Esta nueva intervención consiste en inyectar vapor de agua en la próstata, lo que provoca la necrosis del tejido (muerte celular), que es después eliminado por el propio cuerpo, solventando los problemas ocasionados por el crecimiento de la próstata en el paciente. La intervención se lleva a cabo a través de la uretra y no requiere ingreso, por lo que puede realizarse de forma ambulatoria.

“Lo que perseguimos en la cirugía de HBP es la desobstrucción del tejido prostático. Entonces, lo que conseguimos con el vapor de agua inyectado dentro de la glándula prostática —el vapor de agua está en torno a unos 100 grados de temperatura—, es desnaturalizar las células prostáticas y destruirlas”, explica a GM Manuel Fernández Arjona, jefe servicio de Urología del Hospital Universitario del Henares en Madrid.

La terapia térmica ya se utiliza en varios centros españoles y en otros países de Europa como Suecia, Alemania e Inglaterra.

Sobre las ventajas de su tratamiento, además de la eficacia demostrada en los estudios clínicos “lo primero que aporta es la rapidez ya que es un tratamiento en que cada disparo son nueve segundos. Por tanto, la duración de la cirugía es de un minuto y medio”, subraya el urólogo. En segundo lugar, “es que prácticamente no hay nada de sangrado, esto es lo que limitaba mucho las cirugías tradicionales. Y lógicamente la tercera ventaja es que el paciente tiene una menor agresión quirúrgica por lo que la recuperación es más rápida. Se les da el alta a las tres horas”, añade el experto.

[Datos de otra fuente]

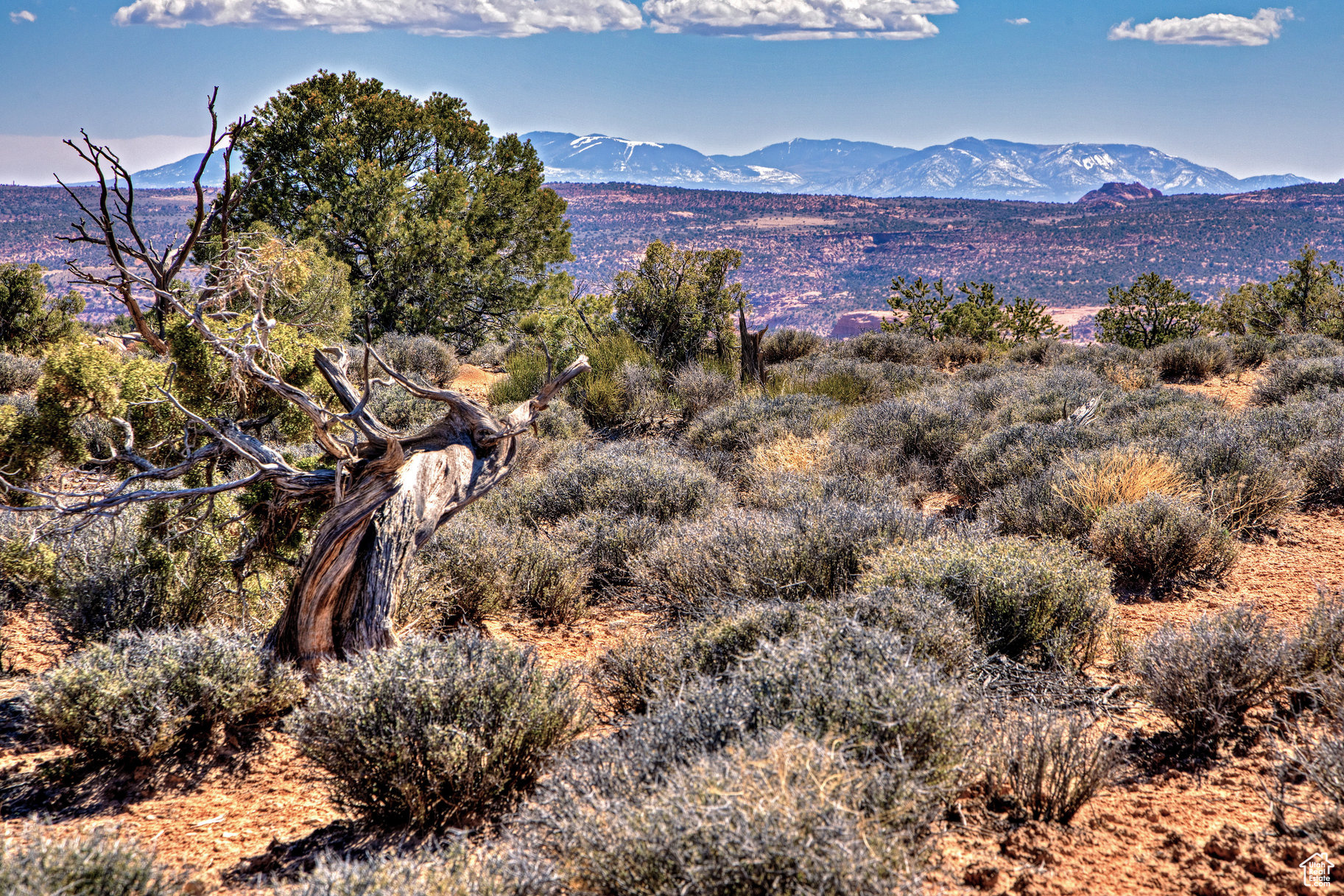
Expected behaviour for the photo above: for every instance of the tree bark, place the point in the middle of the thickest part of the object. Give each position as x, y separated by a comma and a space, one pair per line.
753, 368
348, 586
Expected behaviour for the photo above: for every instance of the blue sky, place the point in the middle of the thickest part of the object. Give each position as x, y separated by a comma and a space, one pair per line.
721, 76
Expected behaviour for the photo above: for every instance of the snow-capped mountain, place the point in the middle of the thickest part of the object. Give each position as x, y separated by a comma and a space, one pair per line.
967, 168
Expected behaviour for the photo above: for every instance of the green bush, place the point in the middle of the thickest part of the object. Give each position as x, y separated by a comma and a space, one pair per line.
781, 816
423, 356
809, 551
632, 479
1206, 677
18, 373
96, 864
437, 734
747, 422
1192, 359
1041, 602
146, 694
1163, 543
788, 345
1046, 765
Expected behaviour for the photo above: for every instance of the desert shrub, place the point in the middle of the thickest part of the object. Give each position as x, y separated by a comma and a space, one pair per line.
929, 431
1038, 351
452, 871
1319, 648
1245, 487
1251, 350
632, 674
778, 814
437, 734
1042, 602
1197, 359
788, 345
421, 356
643, 479
1321, 468
698, 389
1035, 505
754, 421
19, 373
608, 543
143, 695
1046, 765
1013, 453
956, 352
1163, 542
547, 581
1300, 378
808, 551
881, 345
96, 864
1206, 677
930, 625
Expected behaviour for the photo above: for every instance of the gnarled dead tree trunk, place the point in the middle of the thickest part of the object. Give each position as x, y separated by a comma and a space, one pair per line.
389, 492
348, 586
753, 367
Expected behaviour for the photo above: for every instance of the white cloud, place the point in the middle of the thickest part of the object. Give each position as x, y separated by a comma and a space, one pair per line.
1214, 30
446, 18
800, 19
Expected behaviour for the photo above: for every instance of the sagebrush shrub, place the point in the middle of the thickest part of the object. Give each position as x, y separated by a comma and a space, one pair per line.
421, 356
99, 863
1046, 765
1296, 378
1161, 543
143, 695
446, 871
1207, 676
808, 551
698, 389
747, 422
783, 814
18, 373
437, 734
1197, 359
1013, 453
640, 479
1041, 602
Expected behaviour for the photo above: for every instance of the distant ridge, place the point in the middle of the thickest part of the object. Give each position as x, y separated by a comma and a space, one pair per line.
967, 168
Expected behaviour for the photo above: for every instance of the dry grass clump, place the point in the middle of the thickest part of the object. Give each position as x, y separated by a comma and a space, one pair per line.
791, 454
99, 863
1046, 763
144, 695
437, 734
1119, 476
1206, 677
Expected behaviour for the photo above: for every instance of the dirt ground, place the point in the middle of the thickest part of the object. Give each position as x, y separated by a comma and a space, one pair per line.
1161, 829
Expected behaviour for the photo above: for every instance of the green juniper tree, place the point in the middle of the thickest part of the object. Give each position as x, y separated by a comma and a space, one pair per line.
446, 230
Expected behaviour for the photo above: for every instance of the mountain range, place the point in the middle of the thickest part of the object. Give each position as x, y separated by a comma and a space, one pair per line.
967, 168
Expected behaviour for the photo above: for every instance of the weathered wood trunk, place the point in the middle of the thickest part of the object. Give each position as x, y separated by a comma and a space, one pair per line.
348, 588
753, 368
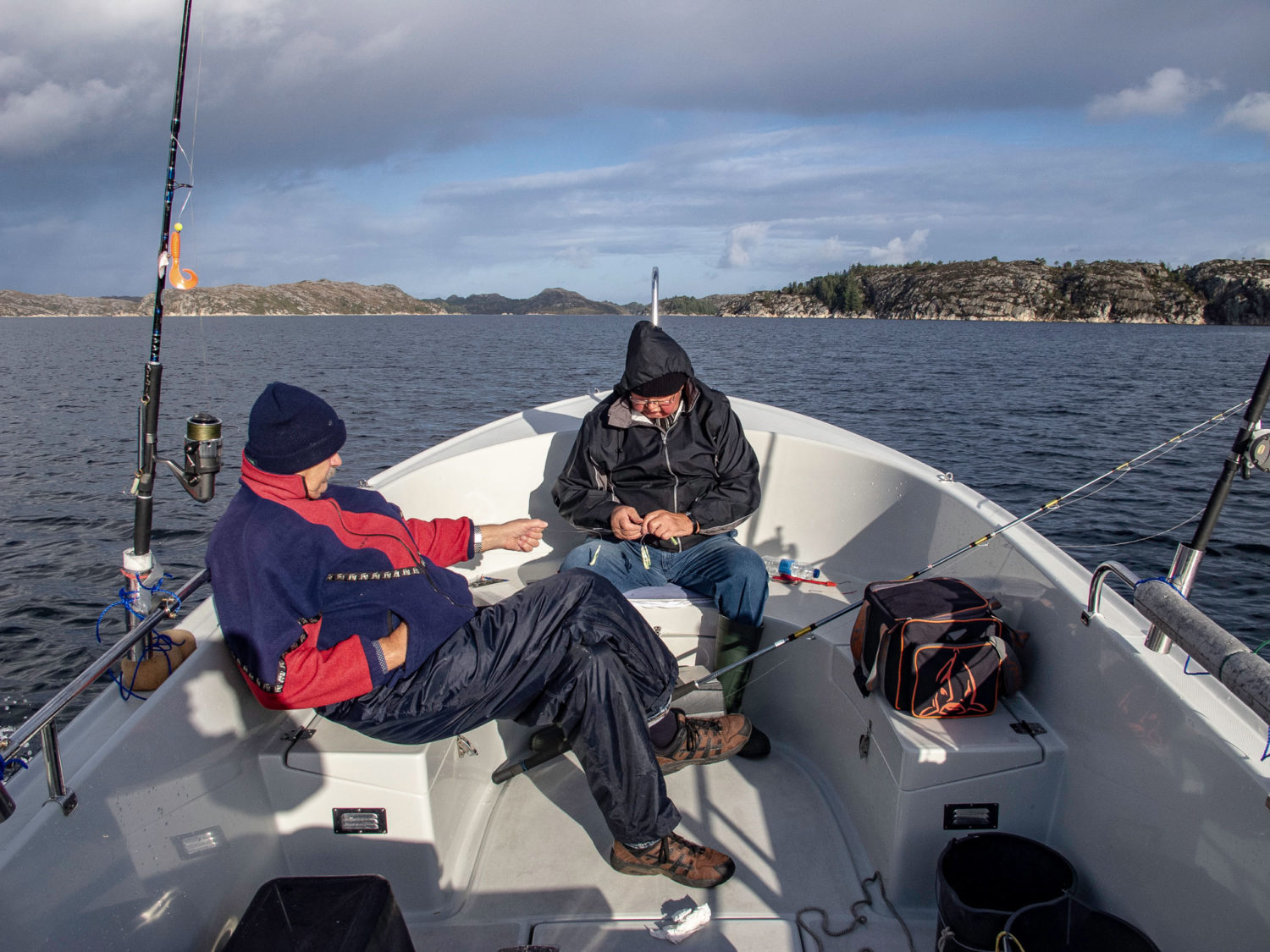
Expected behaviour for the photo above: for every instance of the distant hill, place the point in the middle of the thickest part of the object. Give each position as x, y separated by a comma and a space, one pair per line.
301, 297
1223, 291
1100, 292
546, 301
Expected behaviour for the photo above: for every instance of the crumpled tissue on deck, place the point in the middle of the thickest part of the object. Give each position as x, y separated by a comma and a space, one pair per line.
680, 924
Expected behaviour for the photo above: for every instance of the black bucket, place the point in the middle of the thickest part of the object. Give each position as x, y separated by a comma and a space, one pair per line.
1069, 926
987, 878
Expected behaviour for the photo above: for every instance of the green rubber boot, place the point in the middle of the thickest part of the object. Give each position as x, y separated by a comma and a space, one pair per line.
733, 641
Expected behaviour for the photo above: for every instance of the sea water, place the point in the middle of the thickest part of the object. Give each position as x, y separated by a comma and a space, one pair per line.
1020, 411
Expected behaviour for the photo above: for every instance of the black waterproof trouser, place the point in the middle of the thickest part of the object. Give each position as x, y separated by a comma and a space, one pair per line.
566, 650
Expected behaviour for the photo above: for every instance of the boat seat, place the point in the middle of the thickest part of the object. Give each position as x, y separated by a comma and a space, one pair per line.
685, 619
924, 781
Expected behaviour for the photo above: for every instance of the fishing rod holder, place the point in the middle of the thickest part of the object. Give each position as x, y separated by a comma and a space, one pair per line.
202, 454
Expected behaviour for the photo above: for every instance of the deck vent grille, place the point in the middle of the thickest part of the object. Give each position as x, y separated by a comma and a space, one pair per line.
970, 817
361, 819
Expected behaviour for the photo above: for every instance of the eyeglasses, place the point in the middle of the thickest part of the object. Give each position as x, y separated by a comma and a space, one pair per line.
660, 404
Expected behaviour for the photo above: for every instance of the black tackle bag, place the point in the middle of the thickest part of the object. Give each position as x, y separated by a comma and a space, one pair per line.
935, 649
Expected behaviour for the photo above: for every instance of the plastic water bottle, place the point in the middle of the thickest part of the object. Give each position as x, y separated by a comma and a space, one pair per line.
790, 569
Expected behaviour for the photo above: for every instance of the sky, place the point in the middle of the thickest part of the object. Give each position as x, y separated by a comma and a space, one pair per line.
505, 146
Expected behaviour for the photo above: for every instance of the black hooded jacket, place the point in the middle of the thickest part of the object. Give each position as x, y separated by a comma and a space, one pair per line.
698, 462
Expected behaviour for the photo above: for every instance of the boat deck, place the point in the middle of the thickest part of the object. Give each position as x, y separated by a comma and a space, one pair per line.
543, 872
543, 876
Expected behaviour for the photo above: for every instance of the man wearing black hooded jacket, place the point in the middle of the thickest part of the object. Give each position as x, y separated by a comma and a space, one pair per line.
662, 475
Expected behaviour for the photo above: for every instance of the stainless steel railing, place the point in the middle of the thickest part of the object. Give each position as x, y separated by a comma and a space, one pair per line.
1245, 673
43, 721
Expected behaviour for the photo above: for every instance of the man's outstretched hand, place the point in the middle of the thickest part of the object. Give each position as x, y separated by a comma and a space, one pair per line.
518, 535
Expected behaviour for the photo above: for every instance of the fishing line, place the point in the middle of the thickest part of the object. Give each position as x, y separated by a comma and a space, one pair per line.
1145, 538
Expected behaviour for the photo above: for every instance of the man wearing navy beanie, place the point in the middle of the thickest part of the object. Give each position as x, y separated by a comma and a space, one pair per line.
330, 598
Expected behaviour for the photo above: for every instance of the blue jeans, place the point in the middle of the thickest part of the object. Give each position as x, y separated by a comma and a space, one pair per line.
734, 576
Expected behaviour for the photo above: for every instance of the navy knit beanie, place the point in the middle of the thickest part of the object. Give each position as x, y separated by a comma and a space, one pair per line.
662, 386
291, 429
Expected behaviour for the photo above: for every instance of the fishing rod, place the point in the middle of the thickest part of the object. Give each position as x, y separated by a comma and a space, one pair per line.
1251, 448
202, 446
1118, 471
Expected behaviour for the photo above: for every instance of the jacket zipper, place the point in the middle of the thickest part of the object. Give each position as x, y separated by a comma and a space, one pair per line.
675, 476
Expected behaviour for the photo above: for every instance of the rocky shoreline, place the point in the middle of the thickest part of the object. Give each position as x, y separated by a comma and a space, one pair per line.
1224, 291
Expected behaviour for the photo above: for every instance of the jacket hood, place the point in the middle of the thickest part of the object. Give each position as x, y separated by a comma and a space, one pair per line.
650, 353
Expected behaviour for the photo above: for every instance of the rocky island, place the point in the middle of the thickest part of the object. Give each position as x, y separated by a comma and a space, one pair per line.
1224, 291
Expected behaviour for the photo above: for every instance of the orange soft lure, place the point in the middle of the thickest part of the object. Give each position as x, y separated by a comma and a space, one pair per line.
178, 278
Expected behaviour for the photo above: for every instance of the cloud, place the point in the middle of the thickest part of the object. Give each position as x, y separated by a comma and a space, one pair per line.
898, 251
1168, 93
742, 243
37, 122
1252, 113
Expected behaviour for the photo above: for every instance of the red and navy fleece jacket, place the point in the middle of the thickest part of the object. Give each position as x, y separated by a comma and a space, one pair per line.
306, 586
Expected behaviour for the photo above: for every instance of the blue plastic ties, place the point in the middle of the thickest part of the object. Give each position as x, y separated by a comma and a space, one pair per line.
1163, 579
160, 644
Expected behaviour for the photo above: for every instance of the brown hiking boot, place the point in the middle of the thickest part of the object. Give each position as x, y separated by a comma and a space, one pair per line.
703, 740
683, 861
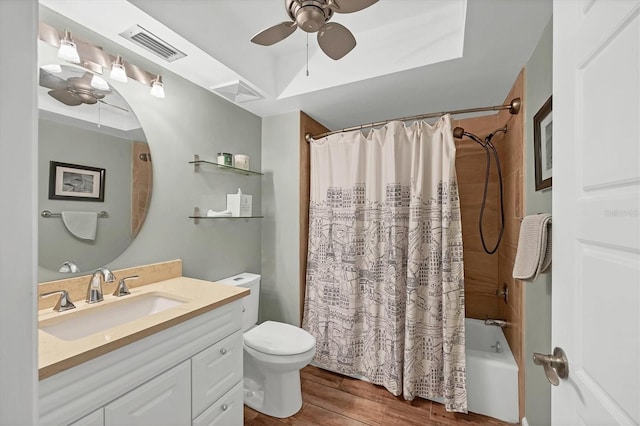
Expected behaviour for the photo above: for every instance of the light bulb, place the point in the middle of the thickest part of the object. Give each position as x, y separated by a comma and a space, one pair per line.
118, 72
157, 88
67, 50
98, 82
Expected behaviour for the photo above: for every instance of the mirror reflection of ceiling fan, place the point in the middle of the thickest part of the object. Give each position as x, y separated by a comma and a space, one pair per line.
74, 90
312, 16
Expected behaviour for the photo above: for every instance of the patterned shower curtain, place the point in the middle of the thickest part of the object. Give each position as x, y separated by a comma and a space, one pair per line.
385, 285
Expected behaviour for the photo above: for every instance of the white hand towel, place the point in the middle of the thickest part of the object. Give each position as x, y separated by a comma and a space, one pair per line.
534, 247
81, 224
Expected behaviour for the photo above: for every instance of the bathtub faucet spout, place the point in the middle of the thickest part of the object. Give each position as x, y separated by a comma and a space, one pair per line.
497, 323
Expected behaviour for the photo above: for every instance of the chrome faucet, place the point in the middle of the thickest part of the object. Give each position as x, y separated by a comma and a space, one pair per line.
94, 291
64, 303
497, 323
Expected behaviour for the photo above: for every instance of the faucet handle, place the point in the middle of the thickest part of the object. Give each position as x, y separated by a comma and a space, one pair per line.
64, 302
121, 288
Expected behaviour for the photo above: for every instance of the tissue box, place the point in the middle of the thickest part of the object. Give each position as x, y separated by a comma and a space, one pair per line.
239, 205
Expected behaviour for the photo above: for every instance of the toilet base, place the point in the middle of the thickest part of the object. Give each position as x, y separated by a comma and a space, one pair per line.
279, 396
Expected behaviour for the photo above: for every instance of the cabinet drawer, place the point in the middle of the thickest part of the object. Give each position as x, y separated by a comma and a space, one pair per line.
228, 410
215, 370
163, 400
93, 419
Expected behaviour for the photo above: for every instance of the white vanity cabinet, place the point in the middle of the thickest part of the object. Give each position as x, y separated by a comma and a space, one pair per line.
162, 401
189, 373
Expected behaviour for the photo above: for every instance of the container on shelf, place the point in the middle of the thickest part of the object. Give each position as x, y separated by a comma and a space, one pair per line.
225, 159
239, 204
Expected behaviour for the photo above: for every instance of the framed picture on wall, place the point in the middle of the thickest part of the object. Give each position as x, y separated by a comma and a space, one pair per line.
75, 182
542, 145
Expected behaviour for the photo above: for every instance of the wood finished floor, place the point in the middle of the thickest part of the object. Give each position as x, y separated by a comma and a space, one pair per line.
330, 399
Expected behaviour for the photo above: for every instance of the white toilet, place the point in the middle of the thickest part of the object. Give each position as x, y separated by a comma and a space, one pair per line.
274, 353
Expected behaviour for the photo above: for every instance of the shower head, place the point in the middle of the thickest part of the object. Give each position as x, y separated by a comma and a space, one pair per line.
459, 133
492, 134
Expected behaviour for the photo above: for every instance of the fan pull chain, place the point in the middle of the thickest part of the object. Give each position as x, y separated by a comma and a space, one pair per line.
307, 54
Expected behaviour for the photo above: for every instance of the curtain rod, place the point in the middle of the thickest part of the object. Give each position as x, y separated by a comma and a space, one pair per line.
513, 107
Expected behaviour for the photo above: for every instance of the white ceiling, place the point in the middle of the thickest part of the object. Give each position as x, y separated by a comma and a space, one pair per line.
412, 57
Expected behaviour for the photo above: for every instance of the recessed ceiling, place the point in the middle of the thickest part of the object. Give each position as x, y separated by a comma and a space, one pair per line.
412, 56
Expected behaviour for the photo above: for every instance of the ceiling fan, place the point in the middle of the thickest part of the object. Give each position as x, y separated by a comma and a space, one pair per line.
312, 16
74, 91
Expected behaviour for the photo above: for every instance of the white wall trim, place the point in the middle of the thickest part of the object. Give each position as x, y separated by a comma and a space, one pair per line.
18, 226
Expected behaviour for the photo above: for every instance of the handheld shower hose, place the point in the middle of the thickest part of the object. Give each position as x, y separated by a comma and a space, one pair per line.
489, 148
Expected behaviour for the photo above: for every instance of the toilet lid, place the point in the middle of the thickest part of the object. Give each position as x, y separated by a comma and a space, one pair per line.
278, 338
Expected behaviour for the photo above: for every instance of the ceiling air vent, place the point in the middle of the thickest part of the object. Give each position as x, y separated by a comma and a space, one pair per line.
237, 92
152, 43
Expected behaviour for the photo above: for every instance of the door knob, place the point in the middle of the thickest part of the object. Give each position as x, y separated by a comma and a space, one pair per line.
556, 366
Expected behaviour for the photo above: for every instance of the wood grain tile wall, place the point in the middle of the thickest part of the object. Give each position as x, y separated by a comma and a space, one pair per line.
480, 268
511, 152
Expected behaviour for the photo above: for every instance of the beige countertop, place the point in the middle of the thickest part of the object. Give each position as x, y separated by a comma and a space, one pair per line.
198, 297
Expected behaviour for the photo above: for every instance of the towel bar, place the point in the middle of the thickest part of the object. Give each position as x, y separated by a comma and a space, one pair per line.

Los estudios realizados han demostrado la utilidad en pacientes con próstatas de 30-80cc, independientemente de presentar crecimiento del lóbulo medio prostático, con una muy baja tasa de efectos secundarios y/o complicaciones, manteniéndose en más del 90 por ciento la eyaculación, función frecuentemente alterada por los tratamientos médicos y/o quirúrgicos convencionales.

El último estudio de la terapia térmica con vapor de agua se publicó recientemente en la revista científica ‘Urology’, donde se informó una tasa de retratamiento de solo el 4,4 por ciento de los casos durante los cuatro años de seguimiento. Al tratarse de una intervención mínimamente invasiva, se reducen también los riesgos asociados y los efectos secundarios. Molestias al orinar o una pequeña presencia de sangre en la orina son posibles inconvenientes que, aunque no es ocasional, pueden llegar a producirse.

Incidencia alta

La hiperplasia benigna de próstata es un agrandamiento de la glándula prostática que afecta a aproximadamente el 50 por ciento de la población masculina entre los 51 y 60 años de edad, y hasta el 90 por ciento de los hombres mayores de 80 años. Este agrandamiento puede comprimir la uretra y, por consiguiente, reducir o, a veces, bloquear por completo el flujo de orina desde la vejiga.

“Es una enfermedad que tiene una incidencia muy elevada a nivel mundial. A partir de los 30 años a los varones les empieza a crecer la próstata, a algunos les crecerá más y a otros menos”, concluye el experto.